This module will examine the main issues arising in context of the contemporary relationship between religion, the individual, the law and the state.

The module will involve comparative analysis of the principle patterns of regulating such relationships. It will also address the major debates around the relationship between theories of egalitarian liberal democracy and secularism.

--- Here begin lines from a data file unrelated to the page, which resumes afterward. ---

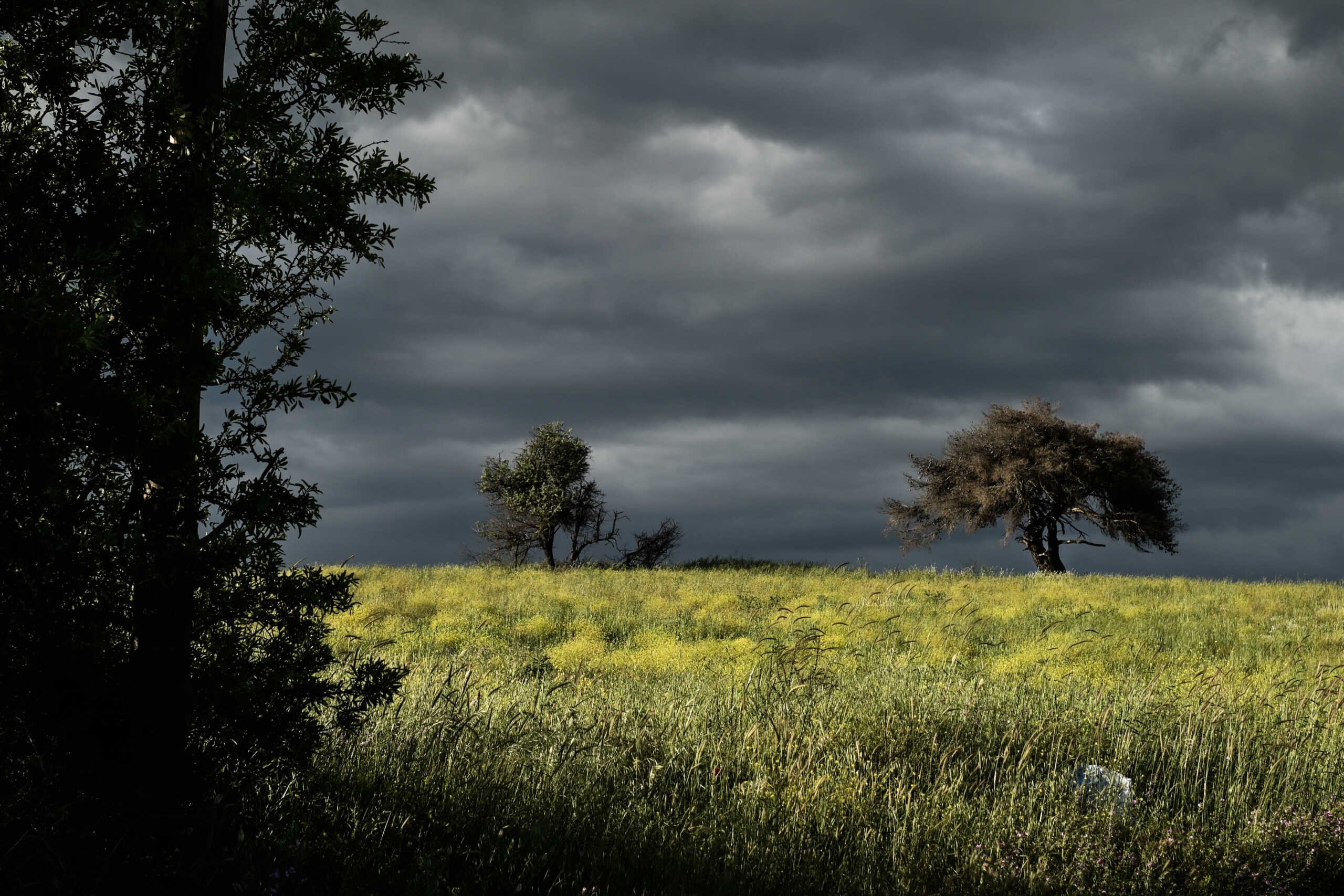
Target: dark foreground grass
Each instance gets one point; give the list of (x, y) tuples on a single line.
[(808, 731)]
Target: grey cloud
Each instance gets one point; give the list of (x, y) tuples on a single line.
[(759, 258)]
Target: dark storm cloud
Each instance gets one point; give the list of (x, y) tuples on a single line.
[(759, 254)]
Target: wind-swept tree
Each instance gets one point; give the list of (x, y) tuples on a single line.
[(1043, 477), (155, 217)]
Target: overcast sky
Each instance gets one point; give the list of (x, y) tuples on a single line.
[(759, 253)]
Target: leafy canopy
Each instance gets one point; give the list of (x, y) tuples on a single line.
[(150, 245), (1042, 476)]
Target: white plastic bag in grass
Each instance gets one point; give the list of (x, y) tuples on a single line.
[(1102, 787)]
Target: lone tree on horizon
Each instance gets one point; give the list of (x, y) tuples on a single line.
[(1042, 476), (545, 491)]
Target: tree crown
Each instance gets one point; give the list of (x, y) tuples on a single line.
[(1042, 476)]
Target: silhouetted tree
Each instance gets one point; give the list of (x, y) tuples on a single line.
[(652, 549), (154, 218), (1042, 476), (545, 491)]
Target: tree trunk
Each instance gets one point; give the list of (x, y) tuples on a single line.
[(1053, 562), (1043, 544), (548, 541), (164, 598)]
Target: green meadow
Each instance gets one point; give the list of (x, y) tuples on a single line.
[(771, 729)]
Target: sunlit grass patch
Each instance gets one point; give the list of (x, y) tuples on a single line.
[(807, 730)]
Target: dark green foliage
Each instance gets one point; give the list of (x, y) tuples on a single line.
[(152, 220), (1041, 476)]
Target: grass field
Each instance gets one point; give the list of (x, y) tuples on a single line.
[(803, 730)]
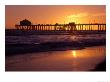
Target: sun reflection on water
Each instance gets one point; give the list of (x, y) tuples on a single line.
[(74, 54)]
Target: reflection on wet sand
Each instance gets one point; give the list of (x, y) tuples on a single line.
[(76, 60)]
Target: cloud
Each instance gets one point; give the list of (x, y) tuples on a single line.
[(78, 15), (85, 15)]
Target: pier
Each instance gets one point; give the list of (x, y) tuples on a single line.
[(64, 28)]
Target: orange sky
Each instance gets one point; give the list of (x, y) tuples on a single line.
[(54, 14)]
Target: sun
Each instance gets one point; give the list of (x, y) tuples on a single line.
[(74, 54)]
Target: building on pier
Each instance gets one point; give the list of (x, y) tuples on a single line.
[(25, 22)]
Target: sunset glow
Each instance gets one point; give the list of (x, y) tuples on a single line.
[(51, 14)]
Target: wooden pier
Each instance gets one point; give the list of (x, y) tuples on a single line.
[(63, 27)]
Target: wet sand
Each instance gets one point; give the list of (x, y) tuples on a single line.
[(69, 60)]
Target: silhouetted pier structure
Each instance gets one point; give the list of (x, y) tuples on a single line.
[(71, 27)]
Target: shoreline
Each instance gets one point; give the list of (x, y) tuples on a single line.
[(14, 49)]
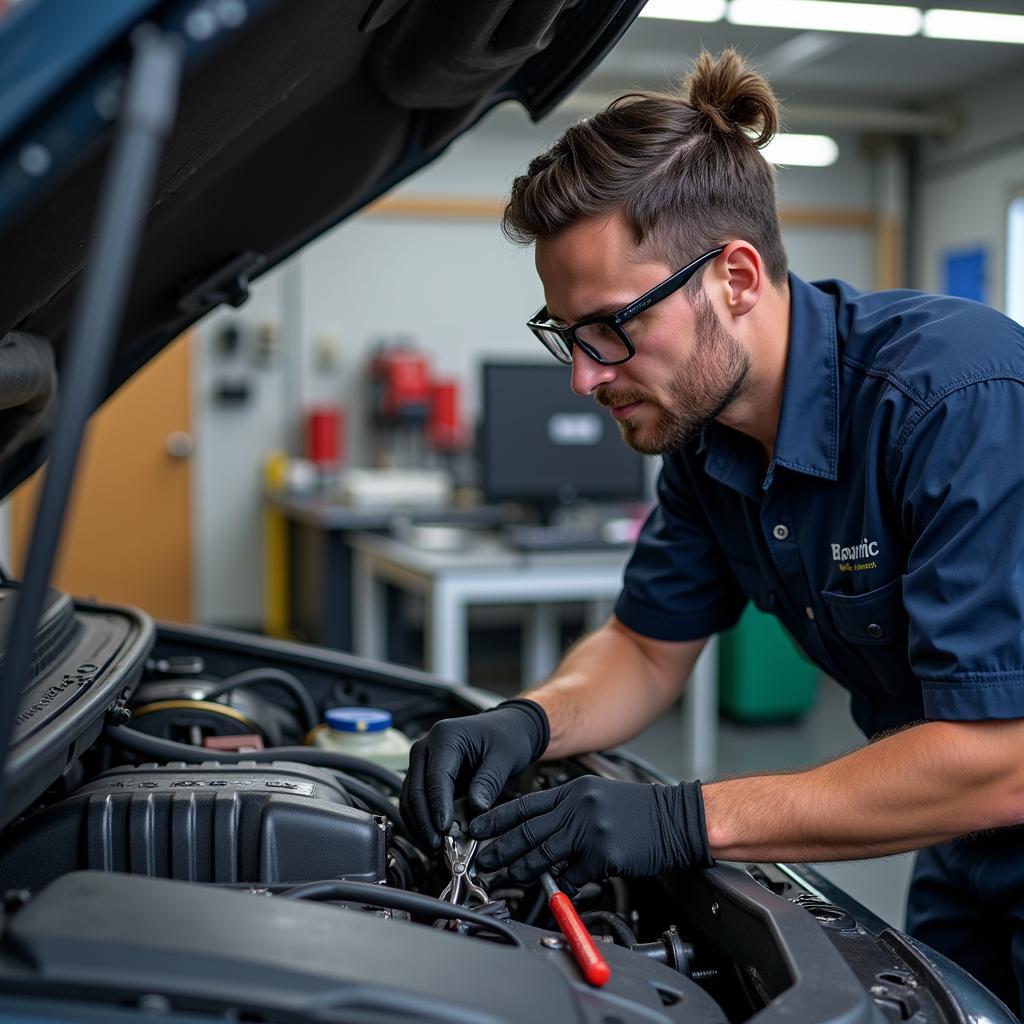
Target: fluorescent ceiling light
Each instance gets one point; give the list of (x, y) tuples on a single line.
[(685, 10), (802, 151), (827, 15), (971, 25)]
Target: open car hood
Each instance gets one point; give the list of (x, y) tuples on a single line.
[(291, 117)]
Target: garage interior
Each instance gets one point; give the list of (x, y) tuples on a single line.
[(261, 417)]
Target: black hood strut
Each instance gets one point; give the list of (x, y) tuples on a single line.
[(145, 120)]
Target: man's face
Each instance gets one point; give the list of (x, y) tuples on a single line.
[(687, 370)]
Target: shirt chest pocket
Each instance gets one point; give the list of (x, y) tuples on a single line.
[(873, 630)]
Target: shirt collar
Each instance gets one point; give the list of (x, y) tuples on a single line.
[(808, 426), (807, 440)]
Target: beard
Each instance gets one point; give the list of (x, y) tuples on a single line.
[(697, 392)]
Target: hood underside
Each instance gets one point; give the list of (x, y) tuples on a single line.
[(290, 119)]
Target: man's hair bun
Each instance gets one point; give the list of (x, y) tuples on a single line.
[(732, 97)]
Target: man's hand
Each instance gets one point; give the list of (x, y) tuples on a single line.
[(599, 827), (494, 745)]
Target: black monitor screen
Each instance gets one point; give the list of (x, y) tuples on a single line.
[(542, 442)]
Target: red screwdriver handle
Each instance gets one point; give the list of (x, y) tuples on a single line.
[(594, 966)]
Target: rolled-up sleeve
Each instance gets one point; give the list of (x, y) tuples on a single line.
[(960, 489), (678, 585)]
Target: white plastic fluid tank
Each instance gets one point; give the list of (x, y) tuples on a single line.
[(364, 732)]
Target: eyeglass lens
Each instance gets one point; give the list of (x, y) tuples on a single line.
[(604, 341)]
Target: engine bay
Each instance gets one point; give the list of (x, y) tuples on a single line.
[(180, 841)]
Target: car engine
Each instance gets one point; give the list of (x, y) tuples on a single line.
[(178, 843)]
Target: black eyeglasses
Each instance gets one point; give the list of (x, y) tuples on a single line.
[(603, 338)]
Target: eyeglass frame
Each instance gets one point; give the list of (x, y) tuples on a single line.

This analysis will focus on theoretical debates around the admissibility of religious arguments in lawmaking, the complicated relationship between freedom of and freedom from religion and the role of religion in non-discrimination law.

Module Syllabus

•    Key Concepts
•    Freedom of Religion
•    Freedom from Religion
•    The Secular State
•    Religion in the Political Arena
•    Blasphemy and Free Speech
•    Religion, Culture and State
•    Immigration
•    Comparative Analysis of Church/State Arrangements in Europe

Recommended Materials

•    Mark Lilla, The Stillborn God, (New York, Knopf, 2007).
•    Ronan McCrea, Religion and the Public Order of the European Union (Oxford and New York, Oxford University Press, 2010) chapters 6 and 7
•    Ronan McCrea, The Ban on the Veil and European Law (2013) Human Rights Law Review 13(1) 57-97
•    Cecile Laborde Liberalism’s Religion (Harvard University Press, 2018), (Introduction and Part I, Section 1). 
Module reading lists and other module materials will be provided via online module pages, available at the beginning of term once students have enrolled.

Prelimenary Reading

•    Juergen Habermas, ‘Religion in the public sphere’. European Journal of Philosophy, 14/1, 2006:1-25
•    Richard Rorty, 1994 “Religion as Conversation-Stopper.” Common Knowledge 3:1 (Spring), 1–6
•    Ronan McCrea “Secularism before the Strasbourg Court: Abstract Constitutional Principles as a Basis for Limiting Rights” Modern Law Review 79(4) (2016) 691-705

Key Information

Module information
Credit value:22.5 Credits (225 Learning Hours)
Convenor:

Ronan McCrea

Other Teachers:None
Teaching Delivery:Teaching for all LLM modules in 2020-21 will be delivered through a combination of pre-recorded and synchronous live teaching
Who may enrol:LLM Students Only
Prerequisites:None
Must not be taken with:None
Qualifying module for:

LLM in Human Rights Law; 
LLM in Public Law;

Assessment
Practice Assessment:TBC
Final Assessment:3,000 Word Essay (100%)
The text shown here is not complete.